Phase one of the human trials is expected to show results in six weeks
The United States has begun its first set of clinical trials for investigational vaccine against the coronavirus disease, with the support of a global coalition founded by India and Norway. The pandemic has already claimed more than 7,000 lives globally. President Trump, during a White House news conference on March 16, announced that the trial has begun at the Kaiser Permanente Washington Health Research Institute (KPWHRI) in Seattle and the first patient has received the investigative vaccine.
As part of the National Institutes of Health (NIH), the trial is being funded by the National Institute of Allergy and Infectious Diseases (NIAID). During Phase 1 of the study, 45 healthy adult volunteers, between the ages 18 and 55 will be enrolled in the open-label trial for approximately six weeks.

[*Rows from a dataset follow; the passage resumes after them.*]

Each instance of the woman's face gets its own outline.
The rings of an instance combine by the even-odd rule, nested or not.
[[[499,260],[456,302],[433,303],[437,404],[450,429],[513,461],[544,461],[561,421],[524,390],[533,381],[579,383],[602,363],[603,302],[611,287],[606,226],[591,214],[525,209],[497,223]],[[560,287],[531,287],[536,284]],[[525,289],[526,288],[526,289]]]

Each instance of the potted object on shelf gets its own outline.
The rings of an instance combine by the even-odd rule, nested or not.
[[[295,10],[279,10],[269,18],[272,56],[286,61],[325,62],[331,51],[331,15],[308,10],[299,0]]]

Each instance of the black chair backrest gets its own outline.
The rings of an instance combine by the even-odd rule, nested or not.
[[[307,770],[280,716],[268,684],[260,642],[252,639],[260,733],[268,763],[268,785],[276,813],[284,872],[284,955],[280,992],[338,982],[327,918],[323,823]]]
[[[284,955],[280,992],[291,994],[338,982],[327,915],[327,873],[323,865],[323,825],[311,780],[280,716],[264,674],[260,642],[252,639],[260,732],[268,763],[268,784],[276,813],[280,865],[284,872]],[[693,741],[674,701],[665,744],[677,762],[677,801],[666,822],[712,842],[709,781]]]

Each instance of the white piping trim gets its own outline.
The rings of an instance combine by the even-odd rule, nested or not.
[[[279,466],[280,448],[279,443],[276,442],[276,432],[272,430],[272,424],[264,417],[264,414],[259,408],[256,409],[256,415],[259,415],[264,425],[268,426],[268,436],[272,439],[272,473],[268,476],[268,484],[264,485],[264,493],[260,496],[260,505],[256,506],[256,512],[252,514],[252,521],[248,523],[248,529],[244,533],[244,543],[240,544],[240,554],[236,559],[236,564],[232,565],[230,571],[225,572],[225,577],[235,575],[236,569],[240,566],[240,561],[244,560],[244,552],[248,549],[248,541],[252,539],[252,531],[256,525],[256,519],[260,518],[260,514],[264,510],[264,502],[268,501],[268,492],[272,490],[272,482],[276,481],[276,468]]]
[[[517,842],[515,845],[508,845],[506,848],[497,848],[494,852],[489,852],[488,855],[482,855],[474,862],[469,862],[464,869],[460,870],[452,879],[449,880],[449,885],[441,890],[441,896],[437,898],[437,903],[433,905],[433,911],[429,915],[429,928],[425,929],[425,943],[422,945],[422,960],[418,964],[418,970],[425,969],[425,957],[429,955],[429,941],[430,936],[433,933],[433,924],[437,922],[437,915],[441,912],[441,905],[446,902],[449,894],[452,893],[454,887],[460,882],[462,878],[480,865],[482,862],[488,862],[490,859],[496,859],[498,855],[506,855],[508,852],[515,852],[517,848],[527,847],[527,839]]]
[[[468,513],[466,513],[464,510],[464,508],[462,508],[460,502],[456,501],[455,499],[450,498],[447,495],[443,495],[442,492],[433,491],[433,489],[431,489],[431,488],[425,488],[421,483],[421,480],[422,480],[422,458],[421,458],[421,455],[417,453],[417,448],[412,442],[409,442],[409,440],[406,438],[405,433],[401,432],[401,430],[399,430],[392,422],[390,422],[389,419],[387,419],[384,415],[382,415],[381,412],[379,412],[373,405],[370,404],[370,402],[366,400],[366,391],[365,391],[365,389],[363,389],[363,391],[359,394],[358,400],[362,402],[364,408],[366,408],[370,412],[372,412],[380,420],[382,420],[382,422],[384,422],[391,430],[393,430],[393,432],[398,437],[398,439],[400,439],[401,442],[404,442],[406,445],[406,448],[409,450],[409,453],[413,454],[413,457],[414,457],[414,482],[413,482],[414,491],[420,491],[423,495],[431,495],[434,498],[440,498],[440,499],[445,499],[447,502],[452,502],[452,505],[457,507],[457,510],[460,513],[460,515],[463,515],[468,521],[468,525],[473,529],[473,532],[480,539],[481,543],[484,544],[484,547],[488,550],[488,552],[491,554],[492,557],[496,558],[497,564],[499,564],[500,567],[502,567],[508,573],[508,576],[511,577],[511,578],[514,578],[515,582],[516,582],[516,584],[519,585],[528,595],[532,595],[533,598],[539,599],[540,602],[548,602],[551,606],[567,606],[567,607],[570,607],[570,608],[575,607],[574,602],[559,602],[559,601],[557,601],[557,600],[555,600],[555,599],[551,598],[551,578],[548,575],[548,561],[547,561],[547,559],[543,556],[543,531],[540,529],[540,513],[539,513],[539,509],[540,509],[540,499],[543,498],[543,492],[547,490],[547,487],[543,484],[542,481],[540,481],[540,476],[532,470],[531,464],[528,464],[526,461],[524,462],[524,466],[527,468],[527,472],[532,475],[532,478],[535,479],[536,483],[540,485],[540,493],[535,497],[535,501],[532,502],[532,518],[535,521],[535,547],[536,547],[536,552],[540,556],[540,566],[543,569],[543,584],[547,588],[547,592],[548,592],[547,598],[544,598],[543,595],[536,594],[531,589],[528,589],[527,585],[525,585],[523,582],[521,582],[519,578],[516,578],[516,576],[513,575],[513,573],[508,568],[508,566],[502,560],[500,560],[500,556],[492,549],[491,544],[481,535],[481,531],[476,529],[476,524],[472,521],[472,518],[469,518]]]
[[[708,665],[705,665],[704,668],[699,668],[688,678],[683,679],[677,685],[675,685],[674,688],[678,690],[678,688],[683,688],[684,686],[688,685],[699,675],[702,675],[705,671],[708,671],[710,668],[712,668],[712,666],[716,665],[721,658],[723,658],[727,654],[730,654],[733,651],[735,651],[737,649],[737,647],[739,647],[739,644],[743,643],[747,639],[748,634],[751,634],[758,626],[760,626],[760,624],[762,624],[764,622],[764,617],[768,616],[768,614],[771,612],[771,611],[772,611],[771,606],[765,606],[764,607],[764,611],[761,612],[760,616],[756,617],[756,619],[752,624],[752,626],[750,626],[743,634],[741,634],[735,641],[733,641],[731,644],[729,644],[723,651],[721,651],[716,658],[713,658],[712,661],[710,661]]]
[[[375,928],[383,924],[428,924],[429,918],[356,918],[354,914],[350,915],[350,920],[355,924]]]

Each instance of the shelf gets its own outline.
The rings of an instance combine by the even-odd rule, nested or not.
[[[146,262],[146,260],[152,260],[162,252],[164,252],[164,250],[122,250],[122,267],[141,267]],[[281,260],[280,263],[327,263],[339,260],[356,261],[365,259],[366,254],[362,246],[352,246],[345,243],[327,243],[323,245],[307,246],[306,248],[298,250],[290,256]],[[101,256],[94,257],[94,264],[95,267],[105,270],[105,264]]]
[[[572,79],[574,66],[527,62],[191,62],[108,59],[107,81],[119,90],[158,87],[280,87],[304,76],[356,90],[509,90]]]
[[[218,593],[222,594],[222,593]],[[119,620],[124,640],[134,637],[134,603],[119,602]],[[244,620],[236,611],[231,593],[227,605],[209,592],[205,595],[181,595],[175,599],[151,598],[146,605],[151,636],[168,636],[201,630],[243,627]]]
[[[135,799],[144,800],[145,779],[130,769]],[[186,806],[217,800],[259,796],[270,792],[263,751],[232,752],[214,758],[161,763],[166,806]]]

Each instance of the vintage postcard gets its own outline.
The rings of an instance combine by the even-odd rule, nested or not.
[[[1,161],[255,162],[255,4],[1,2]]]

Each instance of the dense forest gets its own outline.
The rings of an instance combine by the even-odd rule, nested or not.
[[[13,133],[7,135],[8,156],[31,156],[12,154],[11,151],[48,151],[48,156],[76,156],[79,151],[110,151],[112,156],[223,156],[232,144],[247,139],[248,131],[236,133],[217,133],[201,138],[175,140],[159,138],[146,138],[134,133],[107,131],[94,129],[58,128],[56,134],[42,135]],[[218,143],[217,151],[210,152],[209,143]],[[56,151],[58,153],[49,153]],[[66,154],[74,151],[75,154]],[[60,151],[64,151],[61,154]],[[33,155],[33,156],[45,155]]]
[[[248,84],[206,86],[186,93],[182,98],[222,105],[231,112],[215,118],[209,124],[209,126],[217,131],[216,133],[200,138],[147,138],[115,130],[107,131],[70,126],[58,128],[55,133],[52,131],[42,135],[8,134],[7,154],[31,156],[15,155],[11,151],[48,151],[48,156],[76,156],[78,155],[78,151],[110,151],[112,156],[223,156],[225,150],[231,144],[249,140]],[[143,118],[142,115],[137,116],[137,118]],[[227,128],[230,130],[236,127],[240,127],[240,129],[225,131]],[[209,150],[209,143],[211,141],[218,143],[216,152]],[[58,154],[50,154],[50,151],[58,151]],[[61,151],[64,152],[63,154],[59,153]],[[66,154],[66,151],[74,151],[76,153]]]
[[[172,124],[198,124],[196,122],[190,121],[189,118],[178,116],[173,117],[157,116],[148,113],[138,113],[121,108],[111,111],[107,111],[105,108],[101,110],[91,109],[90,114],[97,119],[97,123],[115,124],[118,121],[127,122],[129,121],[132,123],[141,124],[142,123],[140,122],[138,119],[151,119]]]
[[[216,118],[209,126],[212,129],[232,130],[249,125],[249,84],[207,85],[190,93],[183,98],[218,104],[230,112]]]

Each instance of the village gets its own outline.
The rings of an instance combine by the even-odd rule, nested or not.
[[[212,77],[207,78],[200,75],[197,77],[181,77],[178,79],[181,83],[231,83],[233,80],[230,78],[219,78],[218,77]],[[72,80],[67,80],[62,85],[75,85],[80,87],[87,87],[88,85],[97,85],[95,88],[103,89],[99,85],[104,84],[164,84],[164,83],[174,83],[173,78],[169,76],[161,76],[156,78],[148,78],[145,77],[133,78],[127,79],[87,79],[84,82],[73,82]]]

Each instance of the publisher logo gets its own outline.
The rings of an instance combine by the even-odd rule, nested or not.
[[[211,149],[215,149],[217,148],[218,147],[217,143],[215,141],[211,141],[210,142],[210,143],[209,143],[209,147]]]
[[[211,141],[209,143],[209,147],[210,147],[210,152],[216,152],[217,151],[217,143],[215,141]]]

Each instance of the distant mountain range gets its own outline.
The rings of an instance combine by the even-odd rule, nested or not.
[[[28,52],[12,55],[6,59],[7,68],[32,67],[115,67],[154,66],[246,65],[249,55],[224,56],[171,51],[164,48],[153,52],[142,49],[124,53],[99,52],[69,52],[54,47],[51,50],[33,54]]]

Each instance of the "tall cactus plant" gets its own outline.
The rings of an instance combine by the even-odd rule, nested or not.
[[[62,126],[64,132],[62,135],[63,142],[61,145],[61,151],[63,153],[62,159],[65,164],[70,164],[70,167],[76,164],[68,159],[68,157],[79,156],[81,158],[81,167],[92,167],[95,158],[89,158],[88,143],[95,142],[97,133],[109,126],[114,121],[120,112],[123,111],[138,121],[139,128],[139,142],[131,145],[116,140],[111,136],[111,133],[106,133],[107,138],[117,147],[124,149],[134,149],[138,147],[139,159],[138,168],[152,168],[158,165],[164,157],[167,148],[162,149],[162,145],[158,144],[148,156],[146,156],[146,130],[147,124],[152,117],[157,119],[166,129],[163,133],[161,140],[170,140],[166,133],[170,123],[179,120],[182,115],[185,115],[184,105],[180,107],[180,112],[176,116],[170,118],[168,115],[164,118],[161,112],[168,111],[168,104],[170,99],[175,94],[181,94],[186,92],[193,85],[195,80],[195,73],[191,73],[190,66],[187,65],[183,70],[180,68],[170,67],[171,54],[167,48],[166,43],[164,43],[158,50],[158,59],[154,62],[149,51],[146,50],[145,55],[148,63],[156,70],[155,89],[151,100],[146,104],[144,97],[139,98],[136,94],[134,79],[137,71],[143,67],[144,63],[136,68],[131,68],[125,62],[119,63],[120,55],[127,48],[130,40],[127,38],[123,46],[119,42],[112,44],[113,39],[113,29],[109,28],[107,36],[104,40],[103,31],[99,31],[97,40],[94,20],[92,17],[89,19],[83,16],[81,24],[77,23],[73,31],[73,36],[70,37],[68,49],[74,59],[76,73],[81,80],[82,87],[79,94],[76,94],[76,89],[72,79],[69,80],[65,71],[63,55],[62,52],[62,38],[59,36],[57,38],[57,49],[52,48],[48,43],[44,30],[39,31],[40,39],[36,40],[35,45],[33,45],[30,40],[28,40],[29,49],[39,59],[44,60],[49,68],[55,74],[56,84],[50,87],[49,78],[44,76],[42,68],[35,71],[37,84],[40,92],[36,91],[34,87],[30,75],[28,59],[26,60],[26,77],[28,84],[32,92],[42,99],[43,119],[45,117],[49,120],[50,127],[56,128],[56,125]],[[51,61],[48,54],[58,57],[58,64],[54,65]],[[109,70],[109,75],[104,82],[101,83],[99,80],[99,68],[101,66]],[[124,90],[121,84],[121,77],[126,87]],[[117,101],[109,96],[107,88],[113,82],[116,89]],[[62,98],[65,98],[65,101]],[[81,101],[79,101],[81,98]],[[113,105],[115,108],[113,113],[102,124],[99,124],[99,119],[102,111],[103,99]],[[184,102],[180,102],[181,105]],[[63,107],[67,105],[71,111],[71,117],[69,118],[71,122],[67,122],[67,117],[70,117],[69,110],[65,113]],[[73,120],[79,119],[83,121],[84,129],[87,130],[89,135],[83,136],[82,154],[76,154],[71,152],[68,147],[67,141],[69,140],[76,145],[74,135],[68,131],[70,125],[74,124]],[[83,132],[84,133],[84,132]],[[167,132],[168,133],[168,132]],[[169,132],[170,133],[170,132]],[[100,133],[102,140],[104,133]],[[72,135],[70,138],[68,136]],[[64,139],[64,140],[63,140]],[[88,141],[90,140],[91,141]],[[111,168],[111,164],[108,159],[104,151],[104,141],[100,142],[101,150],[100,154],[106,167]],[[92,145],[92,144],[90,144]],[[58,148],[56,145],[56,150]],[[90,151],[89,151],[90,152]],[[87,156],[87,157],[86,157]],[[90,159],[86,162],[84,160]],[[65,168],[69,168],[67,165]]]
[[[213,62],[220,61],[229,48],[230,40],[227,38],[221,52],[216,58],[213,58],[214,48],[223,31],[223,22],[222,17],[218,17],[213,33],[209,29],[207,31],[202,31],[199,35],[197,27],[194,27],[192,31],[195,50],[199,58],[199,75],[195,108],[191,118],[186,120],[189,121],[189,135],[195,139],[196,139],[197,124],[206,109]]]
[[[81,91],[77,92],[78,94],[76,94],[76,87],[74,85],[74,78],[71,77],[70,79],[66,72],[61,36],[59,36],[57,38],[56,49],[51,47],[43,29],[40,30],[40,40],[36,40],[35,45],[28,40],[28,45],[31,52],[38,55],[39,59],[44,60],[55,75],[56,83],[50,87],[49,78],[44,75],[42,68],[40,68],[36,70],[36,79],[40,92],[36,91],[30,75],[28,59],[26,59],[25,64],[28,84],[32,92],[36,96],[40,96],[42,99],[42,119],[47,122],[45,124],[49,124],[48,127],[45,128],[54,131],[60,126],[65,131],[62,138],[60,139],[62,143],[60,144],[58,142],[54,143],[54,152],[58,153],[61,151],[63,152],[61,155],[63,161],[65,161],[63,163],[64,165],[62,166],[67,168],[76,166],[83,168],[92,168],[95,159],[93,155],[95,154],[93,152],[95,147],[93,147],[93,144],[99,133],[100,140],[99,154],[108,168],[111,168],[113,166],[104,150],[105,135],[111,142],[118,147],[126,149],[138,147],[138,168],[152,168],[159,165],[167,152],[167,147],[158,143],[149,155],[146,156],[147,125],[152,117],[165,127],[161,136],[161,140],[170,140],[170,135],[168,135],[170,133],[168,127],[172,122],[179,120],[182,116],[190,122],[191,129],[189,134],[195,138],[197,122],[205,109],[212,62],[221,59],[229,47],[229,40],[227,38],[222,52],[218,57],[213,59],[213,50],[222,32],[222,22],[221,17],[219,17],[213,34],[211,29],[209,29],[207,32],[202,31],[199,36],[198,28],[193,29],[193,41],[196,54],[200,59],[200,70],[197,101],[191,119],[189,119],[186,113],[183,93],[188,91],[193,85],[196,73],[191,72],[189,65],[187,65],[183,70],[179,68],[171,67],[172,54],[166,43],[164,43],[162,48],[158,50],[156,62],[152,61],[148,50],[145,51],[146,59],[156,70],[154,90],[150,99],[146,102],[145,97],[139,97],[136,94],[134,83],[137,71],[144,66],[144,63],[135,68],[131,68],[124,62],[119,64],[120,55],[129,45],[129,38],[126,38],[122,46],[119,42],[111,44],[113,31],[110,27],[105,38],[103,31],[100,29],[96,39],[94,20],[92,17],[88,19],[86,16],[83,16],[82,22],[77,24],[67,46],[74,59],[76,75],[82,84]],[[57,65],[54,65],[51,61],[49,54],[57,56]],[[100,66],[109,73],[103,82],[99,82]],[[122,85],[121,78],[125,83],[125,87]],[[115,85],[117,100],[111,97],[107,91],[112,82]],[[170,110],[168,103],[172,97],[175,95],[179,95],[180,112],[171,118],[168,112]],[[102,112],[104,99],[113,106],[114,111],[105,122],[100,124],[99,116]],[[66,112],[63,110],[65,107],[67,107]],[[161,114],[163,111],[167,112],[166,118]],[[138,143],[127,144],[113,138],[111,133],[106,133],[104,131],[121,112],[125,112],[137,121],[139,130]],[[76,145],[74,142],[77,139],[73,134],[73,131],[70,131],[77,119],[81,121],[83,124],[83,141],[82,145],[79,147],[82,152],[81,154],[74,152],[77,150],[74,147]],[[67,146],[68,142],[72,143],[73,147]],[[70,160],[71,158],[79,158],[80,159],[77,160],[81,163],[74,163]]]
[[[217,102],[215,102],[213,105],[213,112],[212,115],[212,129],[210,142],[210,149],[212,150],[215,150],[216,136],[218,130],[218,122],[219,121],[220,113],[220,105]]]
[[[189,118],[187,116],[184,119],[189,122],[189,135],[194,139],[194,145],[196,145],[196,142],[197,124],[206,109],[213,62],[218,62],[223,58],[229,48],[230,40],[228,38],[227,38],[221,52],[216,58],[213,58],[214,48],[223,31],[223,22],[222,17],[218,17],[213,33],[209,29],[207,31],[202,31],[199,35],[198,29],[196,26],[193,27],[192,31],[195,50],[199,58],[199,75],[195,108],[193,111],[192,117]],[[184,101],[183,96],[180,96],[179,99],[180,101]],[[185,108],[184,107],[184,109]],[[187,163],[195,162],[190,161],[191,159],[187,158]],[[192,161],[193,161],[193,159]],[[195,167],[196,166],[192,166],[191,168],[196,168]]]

According to the NIH, the purpose of the study is to evaluate different levels of doses under the experimental vaccine and whether it has the ability to induce an immune response in the human body or not. This study is the first step in the process of clinical trials analysing the benefits of the vaccination.
The vaccine has been developed by a joint collaboration between the NIAID scientists and a Massachusetts based biotechnology company Moderna, Inc. and is named mRNA-1273. The NIH has confirmed that the manufacturing of the vaccine candidate was supported by the Coalition for Epidemic Preparedness Innovations (CEPI).